Na performance eu falo a partir da minha experiência pessoal com a de outros. Lembro de umas cenas: era uma coisa mais estética, que me levava ao corpo masculino, já aos cinco anos de idade. Depois foram vários momentos de negação, principalmente na adolescência, quando a sexualidade aflora. “O que tem de errado comigo?” E acho que todos passam por esse momento. Vai contra o que os colegas de escola são. É a coisa da completude. Porque afinal não é só físico, é afetivo. Onde as coisas se juntam. Minha família nunca falou muito, então eu não precisei construir um discurso organizado. Rapidamente comecei a tacar o foda-se. E sei que minha realidade é muito particular.

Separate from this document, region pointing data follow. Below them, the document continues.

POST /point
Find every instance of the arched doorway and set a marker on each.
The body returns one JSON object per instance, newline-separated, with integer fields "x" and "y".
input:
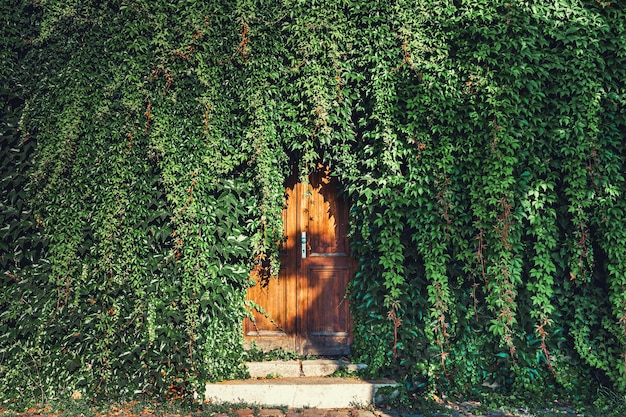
{"x": 307, "y": 306}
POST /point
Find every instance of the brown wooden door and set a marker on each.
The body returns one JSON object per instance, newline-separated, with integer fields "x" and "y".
{"x": 306, "y": 308}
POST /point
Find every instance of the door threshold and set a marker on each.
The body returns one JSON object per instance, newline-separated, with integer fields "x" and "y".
{"x": 301, "y": 368}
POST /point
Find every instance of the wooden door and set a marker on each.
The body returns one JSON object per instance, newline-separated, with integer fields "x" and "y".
{"x": 306, "y": 308}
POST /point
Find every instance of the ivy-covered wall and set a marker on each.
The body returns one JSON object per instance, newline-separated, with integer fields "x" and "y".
{"x": 145, "y": 145}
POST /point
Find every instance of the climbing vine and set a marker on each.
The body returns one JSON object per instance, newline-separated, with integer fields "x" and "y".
{"x": 145, "y": 145}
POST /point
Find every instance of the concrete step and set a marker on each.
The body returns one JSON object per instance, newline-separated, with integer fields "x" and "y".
{"x": 298, "y": 368}
{"x": 297, "y": 392}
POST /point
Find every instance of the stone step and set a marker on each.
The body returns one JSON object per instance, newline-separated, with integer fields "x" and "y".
{"x": 295, "y": 368}
{"x": 297, "y": 392}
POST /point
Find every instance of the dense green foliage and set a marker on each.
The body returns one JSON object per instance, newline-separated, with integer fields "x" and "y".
{"x": 481, "y": 144}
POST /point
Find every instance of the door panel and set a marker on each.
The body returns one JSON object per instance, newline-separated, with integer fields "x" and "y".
{"x": 306, "y": 305}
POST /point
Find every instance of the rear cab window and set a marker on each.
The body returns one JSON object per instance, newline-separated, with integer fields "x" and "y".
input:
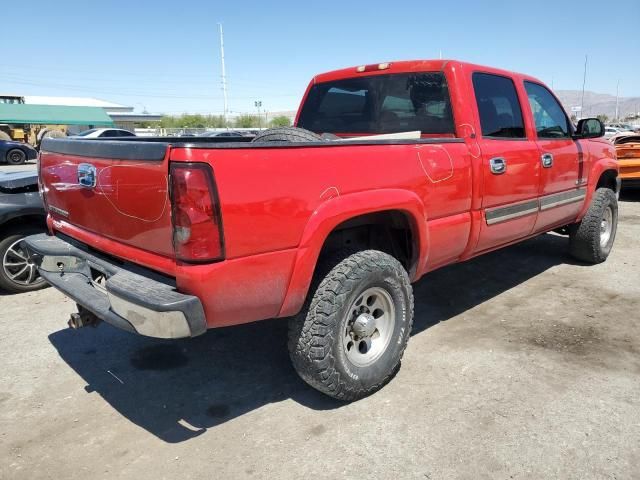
{"x": 380, "y": 104}
{"x": 498, "y": 107}
{"x": 550, "y": 119}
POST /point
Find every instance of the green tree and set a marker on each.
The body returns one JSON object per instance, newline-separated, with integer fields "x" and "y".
{"x": 280, "y": 121}
{"x": 247, "y": 121}
{"x": 193, "y": 121}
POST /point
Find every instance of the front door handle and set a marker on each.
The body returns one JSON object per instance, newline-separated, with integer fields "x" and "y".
{"x": 547, "y": 160}
{"x": 498, "y": 165}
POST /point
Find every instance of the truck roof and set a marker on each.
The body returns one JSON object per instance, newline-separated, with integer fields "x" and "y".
{"x": 407, "y": 66}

AIDS, São Paulo, Santa Catarina

As experiências narradas no documentário são similares em alguns aspectos, porque os códigos são os mesmos. Faço perguntas: como era paquerar, arrumar sexo. Hoje você liga num aplicativo. Antes era perigoso, não era esse tipo de facilidade. Todos viveram a AIDS de forma muito similar. Eles contam como apareceu a doença, quando viram chegar perto, as pessoas que perderam, a dor disso. A devastação emocional, o retrocesso. As pessoas viviam um processo de liberdade. A ditadura estava acabando, as pessoas trancadas. E de repente é perigoso, é a morte. E os estigmas que isso gerou na comunidade. Porque todos eram potencialmente transmissores, sujos. Como lidar com estigmas? Um dos entrevistados conta que em um ano enterrou oito amigos. Hoje é inimaginável. De varrer todo o círculo de afeto.

Sempre a luta

Se não achasse que algum dia os preconceitos iriam acabar, não lutaria. Militância não é exercício de ego. E a memória é importante, temos que saber que tiveram pessoas que lutaram por mim, por nós, para que a gente não cometa os mesmos erros. A história não é tão simples assim. Temos que lembrar disso o tempo todo. A arte, o teatro e o cinema são espaços para não deixar esquecer, para contar e atualizar esses mitos. É para isso que serve. Para que a gente não esqueça. As pessoas não morrem mais de AIDS como antes. As pessoas têm mais diretos que antes: de casar, ter segurança. Mas por outro lado, hoje os ambientes estão mais repressivos. O governo de agora… Hoje a gente vive mais uma vez um ambiente inseguro. Os caminhos são de avanços e retrocessos. A violência continua, porque tem indicadores. A gente percebe que a violência continua.

A estética oitentista

Além dos depoimentos e fotos de acervo pessoal dos entrevistados, usamos no filme imagens do arquivo da TV Cultura de São Paulo e registros do Carnaval do Roma, em Florianópolis. A estética do VHS, meio anos 80, acabou dominando. A trilha sonora original, composta pela Hedra Rockenbach, traz esse timbre eletrônico oitentista. E tem muito forte esse lance da festa. As imagens de arquivo constroem essa narrativa, a da festa.

Reprodução

Turnes em cena

Eu me coloco em cena como documentarista e performer. Me senti à vontade para fazer isso. É esse olhar do mais novo em relação ao mais velho que fiz questão de manter. Ser o mais novo para entender e seguir adiante. E depois entendi que também era um pouco sobre mim. Eles eram símbolos. Eu me coloco em cena, me deixando ser afetado e tentando elaborar isso. As imagens do Carnaval no Roma, usadas no doc, evidenciam isso. No processo de pesquisa, me deparei com registros da festa, os amigos vestidos de mulher. Numa das fitas, encontrei vários personagens, inclusive eu. É como esse sentido da festa, é o espaço de resistência, de liberdade.